Lecture 4 - Logistic Regression Flashcards
What is logistic regression?
Logistic regression is an algorithm for discovering the link between features and some particular outcome.
It is the baseline supervised machine learning algorithm for classification in NLP.
Logistic regression can be used to classify an observation into one of two classes or one of many classes. How are these two methods of logistic regression called?
Binary logistic regression
Multinomial logistic regression
Naive Bayes is a … model and Logistic Regression is a … classifier.
Choose between “discriminative” and “generative”
Naive Bayes is a generative classifier
Logistic Regression is a discriminative classifier
What is the difference between generative and discriminative classifiers?

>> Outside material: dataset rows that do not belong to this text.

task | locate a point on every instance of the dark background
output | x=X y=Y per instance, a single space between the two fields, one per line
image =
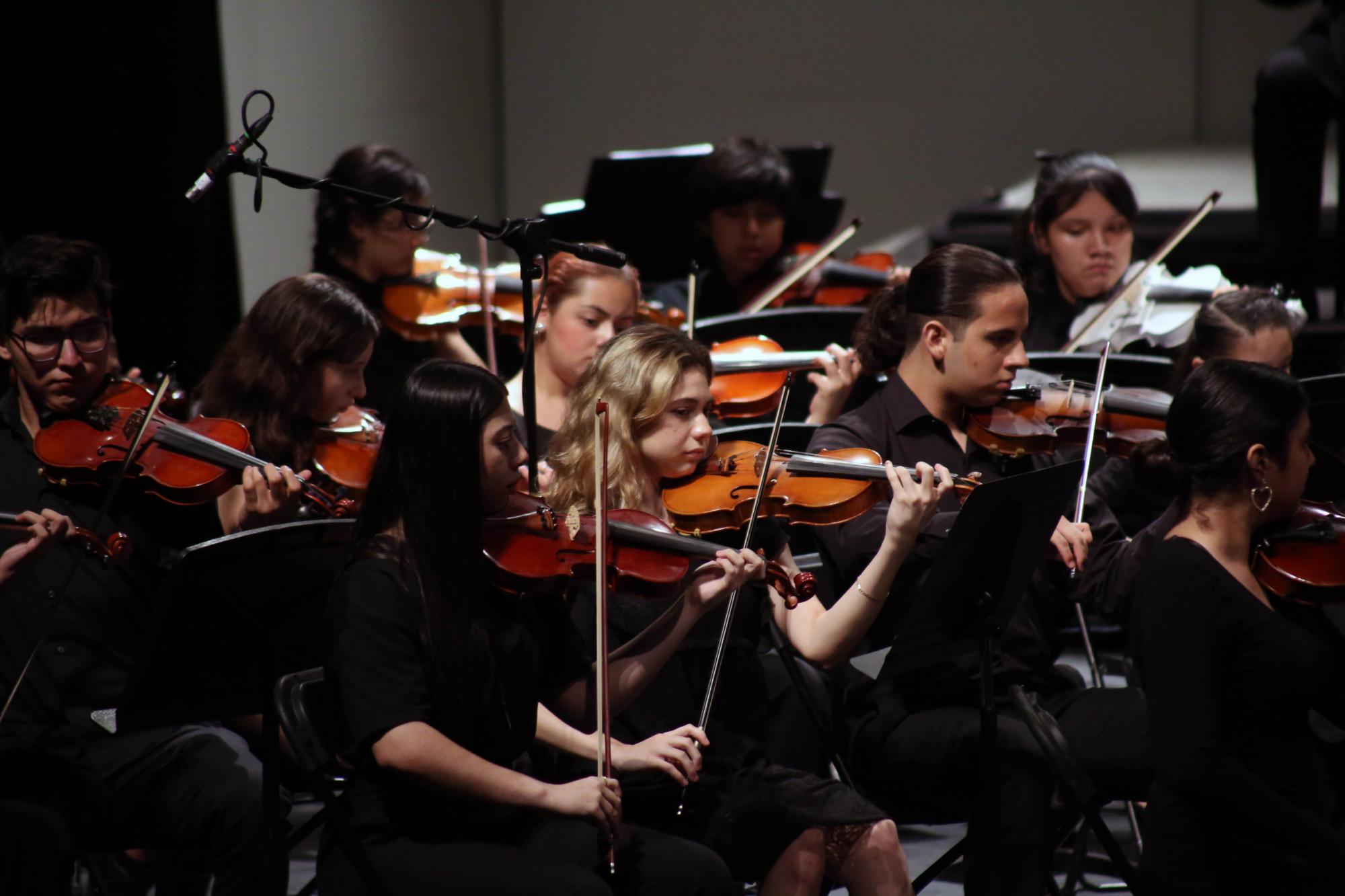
x=108 y=119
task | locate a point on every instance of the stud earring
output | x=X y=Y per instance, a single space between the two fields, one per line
x=1262 y=495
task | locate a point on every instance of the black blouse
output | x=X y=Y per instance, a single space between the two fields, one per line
x=1230 y=681
x=524 y=651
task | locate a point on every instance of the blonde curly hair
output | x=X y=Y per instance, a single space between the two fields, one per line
x=637 y=374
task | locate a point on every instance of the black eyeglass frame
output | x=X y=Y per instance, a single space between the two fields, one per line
x=67 y=334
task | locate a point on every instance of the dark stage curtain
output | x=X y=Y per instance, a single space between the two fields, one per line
x=110 y=112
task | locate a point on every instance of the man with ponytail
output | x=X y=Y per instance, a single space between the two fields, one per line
x=952 y=339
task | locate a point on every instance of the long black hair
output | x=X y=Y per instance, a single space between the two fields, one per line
x=258 y=378
x=427 y=485
x=1226 y=319
x=1225 y=408
x=375 y=169
x=946 y=286
x=1061 y=184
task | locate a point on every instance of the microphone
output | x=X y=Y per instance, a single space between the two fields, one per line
x=228 y=161
x=588 y=252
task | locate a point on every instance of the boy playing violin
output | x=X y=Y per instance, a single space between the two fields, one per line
x=743 y=196
x=953 y=339
x=167 y=787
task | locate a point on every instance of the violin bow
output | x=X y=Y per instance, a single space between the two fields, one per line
x=802 y=270
x=692 y=282
x=488 y=288
x=1083 y=495
x=110 y=495
x=1130 y=290
x=1094 y=669
x=712 y=686
x=605 y=719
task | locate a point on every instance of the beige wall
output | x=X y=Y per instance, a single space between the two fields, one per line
x=927 y=103
x=418 y=75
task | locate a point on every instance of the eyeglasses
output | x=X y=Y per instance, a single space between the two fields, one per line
x=420 y=224
x=44 y=343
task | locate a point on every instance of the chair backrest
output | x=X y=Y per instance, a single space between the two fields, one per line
x=307 y=717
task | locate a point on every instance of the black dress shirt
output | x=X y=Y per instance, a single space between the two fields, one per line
x=524 y=651
x=103 y=619
x=902 y=430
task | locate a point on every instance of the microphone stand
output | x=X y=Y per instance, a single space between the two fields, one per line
x=531 y=239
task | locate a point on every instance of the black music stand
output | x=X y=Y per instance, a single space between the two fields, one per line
x=973 y=588
x=641 y=204
x=235 y=615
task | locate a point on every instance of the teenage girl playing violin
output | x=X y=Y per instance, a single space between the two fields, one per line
x=295 y=362
x=1074 y=243
x=586 y=304
x=1243 y=325
x=775 y=825
x=952 y=339
x=184 y=787
x=364 y=248
x=1238 y=802
x=743 y=196
x=443 y=681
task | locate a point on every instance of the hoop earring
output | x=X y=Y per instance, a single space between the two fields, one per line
x=1262 y=503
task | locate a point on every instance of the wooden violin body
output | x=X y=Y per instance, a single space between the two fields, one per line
x=719 y=497
x=1056 y=415
x=92 y=447
x=535 y=551
x=182 y=462
x=110 y=551
x=345 y=450
x=1304 y=557
x=445 y=292
x=824 y=489
x=839 y=283
x=747 y=395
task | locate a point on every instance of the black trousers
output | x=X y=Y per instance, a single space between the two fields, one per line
x=1299 y=93
x=925 y=768
x=193 y=791
x=552 y=854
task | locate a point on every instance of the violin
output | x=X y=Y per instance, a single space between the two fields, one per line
x=445 y=292
x=110 y=552
x=533 y=551
x=831 y=487
x=839 y=283
x=346 y=448
x=184 y=463
x=1039 y=417
x=1303 y=559
x=1130 y=314
x=750 y=374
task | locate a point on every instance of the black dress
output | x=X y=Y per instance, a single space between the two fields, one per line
x=1238 y=802
x=744 y=807
x=524 y=651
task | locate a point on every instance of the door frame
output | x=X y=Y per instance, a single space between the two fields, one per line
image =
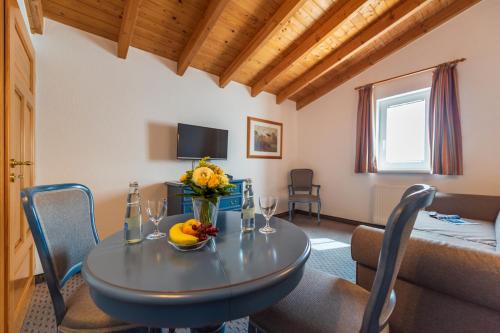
x=3 y=175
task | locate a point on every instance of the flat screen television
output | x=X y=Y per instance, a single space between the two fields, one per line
x=196 y=142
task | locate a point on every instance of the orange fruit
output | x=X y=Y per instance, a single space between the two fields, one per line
x=187 y=227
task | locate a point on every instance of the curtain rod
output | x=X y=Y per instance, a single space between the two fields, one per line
x=410 y=74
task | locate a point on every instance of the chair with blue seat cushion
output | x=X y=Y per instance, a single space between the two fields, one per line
x=301 y=191
x=322 y=303
x=61 y=218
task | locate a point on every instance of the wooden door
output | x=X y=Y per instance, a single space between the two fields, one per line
x=19 y=121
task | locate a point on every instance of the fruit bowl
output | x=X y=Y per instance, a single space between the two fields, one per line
x=191 y=247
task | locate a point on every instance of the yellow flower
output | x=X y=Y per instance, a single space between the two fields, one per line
x=223 y=179
x=202 y=175
x=218 y=170
x=183 y=178
x=213 y=182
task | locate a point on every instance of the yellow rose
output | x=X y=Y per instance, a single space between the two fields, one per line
x=219 y=171
x=183 y=178
x=223 y=180
x=202 y=175
x=213 y=181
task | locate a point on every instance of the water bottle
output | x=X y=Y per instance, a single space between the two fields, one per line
x=248 y=208
x=133 y=218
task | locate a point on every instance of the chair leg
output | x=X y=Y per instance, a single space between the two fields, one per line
x=319 y=212
x=252 y=328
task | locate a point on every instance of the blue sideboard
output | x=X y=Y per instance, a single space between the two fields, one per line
x=178 y=204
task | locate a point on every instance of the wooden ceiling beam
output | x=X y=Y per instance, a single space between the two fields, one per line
x=200 y=33
x=404 y=39
x=372 y=31
x=287 y=9
x=34 y=10
x=312 y=37
x=127 y=27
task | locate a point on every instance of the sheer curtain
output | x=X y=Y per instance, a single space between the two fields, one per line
x=445 y=134
x=365 y=146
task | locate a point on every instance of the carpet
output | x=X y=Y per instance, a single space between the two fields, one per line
x=40 y=316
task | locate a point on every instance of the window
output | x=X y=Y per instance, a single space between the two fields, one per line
x=403 y=132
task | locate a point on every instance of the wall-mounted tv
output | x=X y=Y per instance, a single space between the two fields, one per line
x=196 y=142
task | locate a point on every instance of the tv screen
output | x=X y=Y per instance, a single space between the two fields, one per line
x=196 y=142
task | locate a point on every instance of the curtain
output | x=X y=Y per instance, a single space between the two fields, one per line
x=445 y=134
x=365 y=148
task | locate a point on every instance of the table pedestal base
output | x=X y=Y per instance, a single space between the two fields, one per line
x=221 y=328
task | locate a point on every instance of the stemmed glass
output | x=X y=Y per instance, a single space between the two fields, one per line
x=268 y=207
x=156 y=209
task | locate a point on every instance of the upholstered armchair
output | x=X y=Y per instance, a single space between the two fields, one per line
x=301 y=191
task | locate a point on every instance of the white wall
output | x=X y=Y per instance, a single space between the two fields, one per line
x=327 y=127
x=103 y=121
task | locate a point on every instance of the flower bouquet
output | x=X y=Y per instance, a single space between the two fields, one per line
x=208 y=183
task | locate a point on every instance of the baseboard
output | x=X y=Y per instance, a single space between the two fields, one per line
x=339 y=219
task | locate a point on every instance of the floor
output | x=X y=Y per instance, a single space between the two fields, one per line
x=331 y=253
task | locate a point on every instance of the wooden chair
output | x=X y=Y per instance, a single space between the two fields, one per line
x=323 y=303
x=301 y=181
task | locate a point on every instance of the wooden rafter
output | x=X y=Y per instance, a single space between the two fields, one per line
x=373 y=30
x=312 y=37
x=199 y=35
x=404 y=39
x=287 y=8
x=127 y=27
x=34 y=10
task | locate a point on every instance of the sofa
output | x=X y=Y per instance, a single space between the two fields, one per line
x=449 y=280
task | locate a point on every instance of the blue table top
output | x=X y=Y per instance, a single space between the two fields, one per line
x=233 y=265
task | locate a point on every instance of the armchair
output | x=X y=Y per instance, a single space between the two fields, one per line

In General, A Discriminative model models the decision boundary between the classes. A Generative Model explicitly models the actual distribution of each class. In final both of them is predicting the conditional probability P(Animal | Features).
A Generative Model learns the joint probability distribution p(x,y). It predicts the conditional probability with the help of Bayes Theorem. A Discriminative model learns the conditional probability distribution p(y|x). Both of these models were generally used in supervised learning problems.
In terms of how they find what class to be assigned to an observation:
- Naive Bayes: makes use of likelihood which express how to generate the features of a document if we knew it was of class c
- Logistic Regression: try to compute the posterior directly
Logistic regression happens in two phases: train and test. Explain these.
Training: given a training set of M observations (x,y)
- train the system using stochastic gradient descent and the cross-entropy loss
- learn the parameters w and b of the model
Test: Given a test example x and a class y = {0, 1} * compute p(y|x) and return the higher probability class
What are the components of logistic regression?
Logistic regression solves tasks by learning from a training set, a vector of weights and a bias term
- for each feature xi we have a weight wi (that represents how important the feature xi is to the classification decision). e.g., xi = “awesome”, wi very positive = 5 or xi = “absymal”, wi very negative = -5
- the bias term or the intercept is added to the weighted inputs
The sigmoid function can be used in logistic regression. How is the function that generalizes the sigmoid function and can be used in multinomial logistic regression called?
Softmax
Softmax regression
True or False?
Assume we have a document, and we have three classes that it can be classified into positive, negative and neutral.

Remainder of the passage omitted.